In Iddu però il ridicolo è più di un elemento di derisione. Al contrario diventa una caratteristica umanizzante, una caratteristica che contribuisce a cancellare l’aura di leggenda che circonda di solito certi personaggi destabilizzanti. È un aspetto che dà un senso alla scelta di romanzare l’intera storia, o meglio di distaccarla dalla realtà. Nel film nessun episodio è reale, fattuale. Castelvetrano non è Castelvetrano, ma una generica città “dei templi e dell’olio”. Non esiste alcun tempo della storia, perché il momento storico in cui viene raccontata mescola insieme decenni diversi, senza distinguerli. Il personaggio di Catello è una commistura di figure disparate, alcune realmente esistite (Vaccarino è una delle tante personalità a cui si ispira) altre totalmente inventate (un napoletano che diventa sindaco in Sicilia). Solo Matteo, il personaggio, prende il nome dal vero Matteo, ma in un contesto di immaginazione tale che quasi spazza via il nesso con il Matteo realmente esistito. Grassadonia e Piazza, i registi e sceneggiatori del film, hanno costruito un personaggio per demolirlo immediatamente, anche anticipando la tipica tendenza del pubblico di trasformare figure problematiche in leggende, e quindi prevenendo il rischio che diventasse in effetti un mito. Il ridicolo umanizzante è servito dunque a uccidere, come dice Toni Servillo, ed è servito più delle parole.

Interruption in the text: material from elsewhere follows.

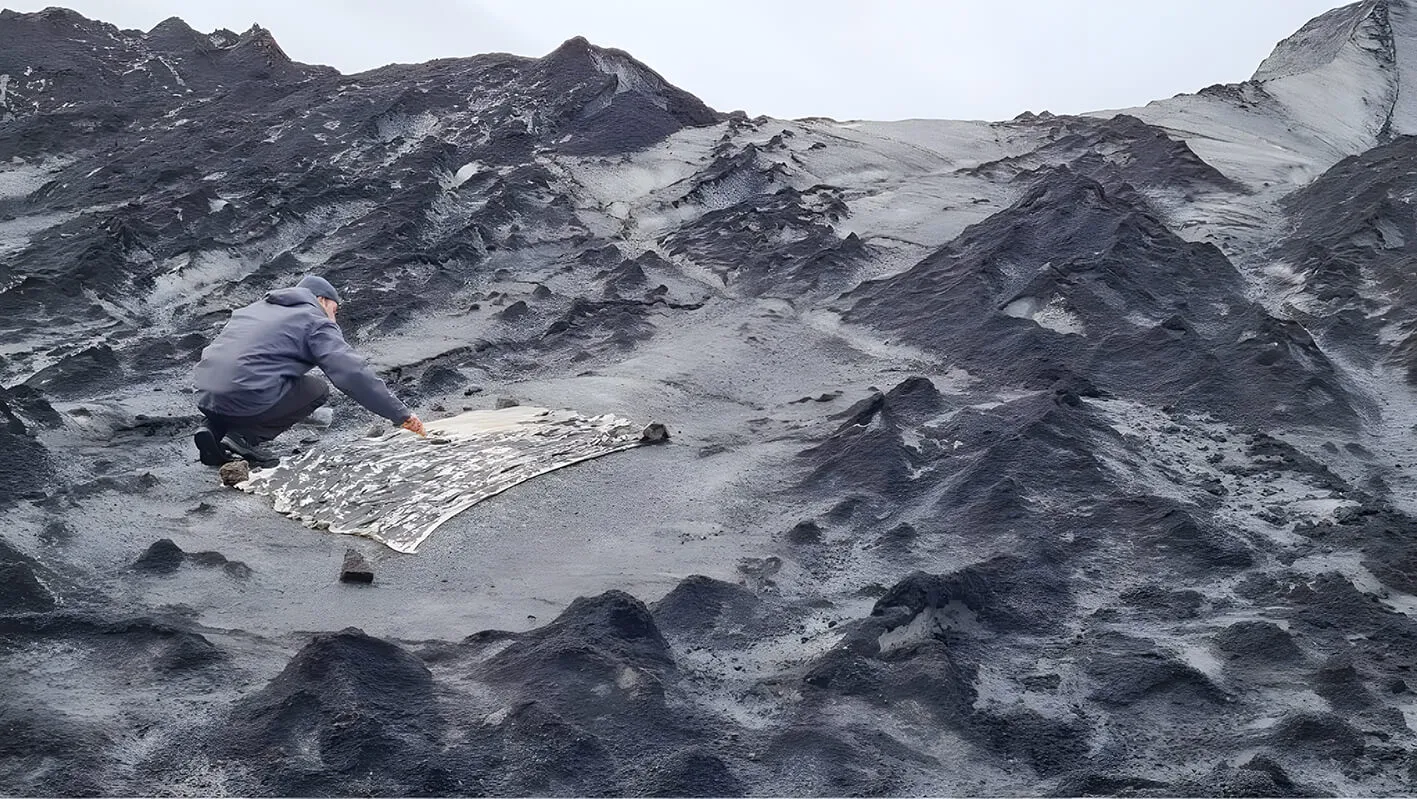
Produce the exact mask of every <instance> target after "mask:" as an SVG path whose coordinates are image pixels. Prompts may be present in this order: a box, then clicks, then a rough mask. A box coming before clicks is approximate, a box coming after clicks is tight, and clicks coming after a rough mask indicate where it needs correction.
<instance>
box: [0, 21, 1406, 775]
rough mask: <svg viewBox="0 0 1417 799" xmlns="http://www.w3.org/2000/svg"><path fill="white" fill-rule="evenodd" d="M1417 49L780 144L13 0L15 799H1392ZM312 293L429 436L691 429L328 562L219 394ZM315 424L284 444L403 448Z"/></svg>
mask: <svg viewBox="0 0 1417 799" xmlns="http://www.w3.org/2000/svg"><path fill="white" fill-rule="evenodd" d="M726 57H731V54H728V55H726ZM1414 72H1417V8H1414V7H1413V4H1411V3H1410V1H1407V0H1365V1H1362V3H1356V4H1353V6H1349V7H1345V8H1339V10H1335V11H1332V13H1329V14H1325V16H1323V17H1321V18H1319V20H1316V21H1315V23H1312V24H1309V26H1306V27H1305V28H1304V30H1301V31H1298V33H1297V34H1295V35H1294V37H1291V38H1288V40H1285V41H1284V42H1281V44H1280V47H1278V48H1277V50H1275V54H1274V55H1271V58H1270V60H1267V61H1265V65H1264V67H1261V69H1260V71H1258V72H1257V74H1255V75H1254V78H1251V79H1250V81H1244V82H1240V84H1233V85H1226V86H1210V88H1207V89H1204V91H1202V92H1197V94H1195V95H1180V96H1176V98H1170V99H1166V101H1159V102H1155V103H1149V105H1146V106H1144V108H1136V109H1127V111H1124V112H1098V113H1093V115H1085V116H1054V115H1051V113H1047V112H1029V113H1023V115H1020V116H1017V118H1016V119H1012V120H1006V122H948V120H905V122H893V123H876V122H836V120H829V119H802V120H778V119H768V118H757V119H748V118H745V116H744V115H741V113H733V115H726V113H720V112H716V111H713V109H710V108H707V106H704V105H703V103H701V102H699V101H697V99H696V98H693V96H691V95H689V94H686V92H683V91H680V89H677V88H674V86H672V85H669V84H667V82H666V81H665V79H663V78H662V77H659V75H657V74H655V72H653V71H652V69H650V68H648V67H645V65H643V64H639V62H638V61H635V60H633V58H632V57H631V55H628V54H625V52H619V51H615V50H605V48H599V47H595V45H592V44H589V42H587V41H584V40H571V41H568V42H565V44H564V45H563V47H560V48H557V50H555V51H554V52H551V54H548V55H546V57H544V58H519V57H512V55H478V57H472V58H446V60H438V61H431V62H427V64H417V65H391V67H385V68H380V69H374V71H370V72H364V74H359V75H340V74H337V72H334V71H333V69H329V68H323V67H309V65H303V64H296V62H293V61H290V60H289V58H288V57H286V55H285V54H283V52H282V50H281V47H279V45H278V44H276V40H275V38H273V35H272V33H271V31H266V30H262V28H259V27H254V28H251V30H249V31H245V33H241V34H237V33H232V31H224V30H221V31H214V33H210V34H207V33H198V31H194V30H191V28H190V27H187V26H186V24H184V23H181V21H180V20H176V18H174V20H169V21H166V23H163V24H160V26H157V27H156V28H153V30H152V31H147V33H143V31H125V30H118V28H115V27H112V26H108V24H103V23H99V21H92V20H86V18H84V17H79V16H78V14H74V13H71V11H65V10H60V8H51V10H47V11H41V13H34V14H17V13H11V11H0V686H4V690H0V793H6V795H94V793H105V795H676V796H680V795H704V796H727V795H832V796H843V795H1017V796H1037V795H1063V796H1077V795H1134V796H1172V795H1227V796H1319V795H1407V793H1413V792H1414V791H1417V761H1414V758H1413V751H1417V734H1414V731H1413V727H1411V724H1417V693H1414V691H1417V674H1414V673H1413V669H1414V666H1413V664H1414V663H1417V519H1414V516H1413V514H1414V513H1417V489H1414V486H1417V458H1414V456H1413V445H1414V439H1413V436H1414V426H1417V388H1414V385H1417V378H1414V375H1417V314H1414V310H1413V309H1414V307H1417V302H1414V300H1417V296H1414V290H1417V289H1414V288H1413V286H1414V283H1413V280H1411V279H1410V273H1408V272H1410V263H1411V262H1413V255H1414V252H1413V248H1414V246H1417V244H1414V242H1417V227H1414V225H1417V222H1414V220H1417V210H1414V201H1417V181H1414V173H1413V170H1411V163H1413V157H1414V154H1417V150H1414V146H1417V145H1414V142H1417V139H1413V137H1411V135H1414V133H1417V82H1414ZM1335 86H1343V89H1342V92H1339V91H1338V89H1335ZM312 272H313V273H320V275H323V276H326V278H327V279H330V280H332V282H333V283H334V285H336V286H339V289H340V292H341V295H343V296H344V299H346V302H344V303H343V305H341V309H340V323H341V326H343V329H344V330H346V333H347V336H349V339H350V340H351V341H353V343H354V344H356V347H357V348H359V350H360V351H361V353H364V354H367V356H368V358H370V361H371V364H373V365H374V368H376V370H377V371H378V373H380V374H381V375H383V377H384V378H385V380H387V381H388V382H390V385H391V387H393V388H394V391H395V392H397V394H398V395H400V398H402V399H405V401H407V402H408V404H410V405H411V407H414V408H417V409H418V412H419V414H421V415H422V416H424V418H425V419H429V421H432V422H434V426H435V428H436V419H442V418H448V416H452V415H458V414H462V412H463V411H469V409H485V408H513V407H544V408H570V409H575V411H577V412H581V414H585V415H601V414H616V415H621V416H623V418H632V419H636V421H640V422H642V424H643V422H650V421H659V422H663V424H665V425H666V432H667V441H666V442H663V443H662V445H659V446H640V448H635V449H631V450H626V452H619V453H616V455H614V456H608V458H602V459H595V460H588V462H584V463H578V465H575V466H570V467H565V469H560V470H555V472H551V473H547V475H543V476H538V477H536V479H533V480H527V482H526V483H521V485H517V486H514V487H512V489H510V490H507V492H506V493H502V494H497V496H495V497H492V499H489V500H486V502H482V503H479V504H476V506H475V507H470V509H468V510H466V511H463V513H462V514H459V516H456V517H453V519H452V520H449V521H446V523H445V524H442V527H439V528H438V534H436V536H432V537H429V538H428V540H427V541H424V544H422V545H421V547H419V550H418V553H417V554H401V553H395V551H391V550H388V548H385V547H383V545H380V544H377V543H373V541H368V540H363V538H354V537H347V536H336V534H332V533H327V531H319V530H309V528H306V527H302V526H300V524H299V523H298V521H293V520H290V519H286V517H282V516H279V514H276V513H275V511H273V510H272V509H271V504H269V500H266V499H264V497H261V496H252V494H247V493H242V492H238V490H232V489H230V487H225V486H222V485H221V479H220V476H218V475H217V472H215V470H213V469H207V467H203V466H200V465H198V463H197V459H196V450H194V448H193V445H191V439H190V436H191V432H193V429H194V428H196V425H197V424H198V415H197V411H196V408H194V407H193V398H194V395H193V392H191V390H190V387H188V375H190V373H191V368H193V364H194V363H196V360H197V358H198V356H200V351H201V348H203V347H204V346H205V344H207V343H208V341H210V340H211V337H213V336H214V334H215V331H217V330H218V329H220V326H221V323H222V322H224V320H225V319H227V314H228V313H230V312H231V310H232V309H234V307H239V306H241V305H244V303H248V302H254V300H256V299H259V297H261V296H262V293H264V292H266V290H269V289H275V288H281V286H288V285H292V283H295V282H296V280H298V279H299V278H300V276H302V275H305V273H312ZM333 411H334V422H333V425H330V426H329V428H327V429H312V428H303V426H302V428H296V429H293V431H292V432H290V433H288V435H286V436H283V438H282V439H279V441H278V442H276V446H278V449H279V450H281V455H282V456H285V458H300V456H302V455H305V456H306V459H312V460H317V459H319V458H320V456H319V455H317V453H320V452H326V450H334V449H341V450H346V452H351V450H359V449H360V446H363V445H361V443H360V442H366V443H367V442H370V441H377V439H378V436H395V438H397V436H400V435H405V433H400V432H397V431H391V429H388V426H387V425H384V424H381V422H380V421H378V419H374V418H373V416H370V415H367V414H364V412H363V411H361V409H360V408H357V407H356V405H353V404H351V402H349V401H347V399H344V398H343V397H339V395H336V397H334V398H333ZM371 428H373V429H371ZM310 453H316V455H310ZM349 553H353V554H351V555H350V560H349V562H350V564H353V565H354V567H357V568H356V571H350V572H349V574H357V575H360V579H354V581H349V582H346V581H341V579H340V577H341V568H343V567H344V564H346V562H347V561H346V555H347V554H349ZM364 577H368V579H364Z"/></svg>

Il senso del ridicolo però, curiosamente, con l’uscita del film è passato oltre i confini dell’intreccio narrativo, finendo per contaminare la vita reale. Prima di questo ottobre, di Iddu conoscevamo soltanto la sinossi e le impressioni di chi lo aveva visto alla Mostra del Cinema di Venezia. Eppure, in Sicilia e soprattutto nel territorio di Castelvetrano, le reazioni a Iddu – L’ultimo padrino sono state forti, forse anche inconsapevolmente sproporzionate, sia in un senso che nell’altro. A Vittoria, nel ragusano, e anche a Isola delle Femmine in provincia di Palermo, qualcuno indignato ne ha addirittura strappato i manifesti. Salvatore Vaccarino, proprietario dell’unico cinema di Castelvetrano che ha posto il veto sulla proiezione di Iddu, ha dato il via a una levata di scudi che dopo la visione del film risulta effettivamente ingiustificata, se consideriamo che Antonio Vaccarino non viene mai citato in Iddu e rimane piuttosto un filamento del personaggio di Catello Palumbo, il quale per di più viene ridefinito in chiave se non positiva quantomeno neutrale. Allo stesso modo la risposta di una parte di Castelvetrano, che ha proposto di proiettare il film nelle scuole e che ne ha fatto il simbolo di una presa di coscienza, ci appare esagerata oggi, ridicola appunto, e forse anche fuori luogo.
Grassadonia e Piazza avranno previsto un impatto così evidente per il loro film? Non possiamo saperlo. Di sicuro però qualcosa di imprevedibile c’è stato: alla fine è stata la realtà a piegarsi alla forza della narrazione e non, come temeva Salvatore Vaccarino, il contrario.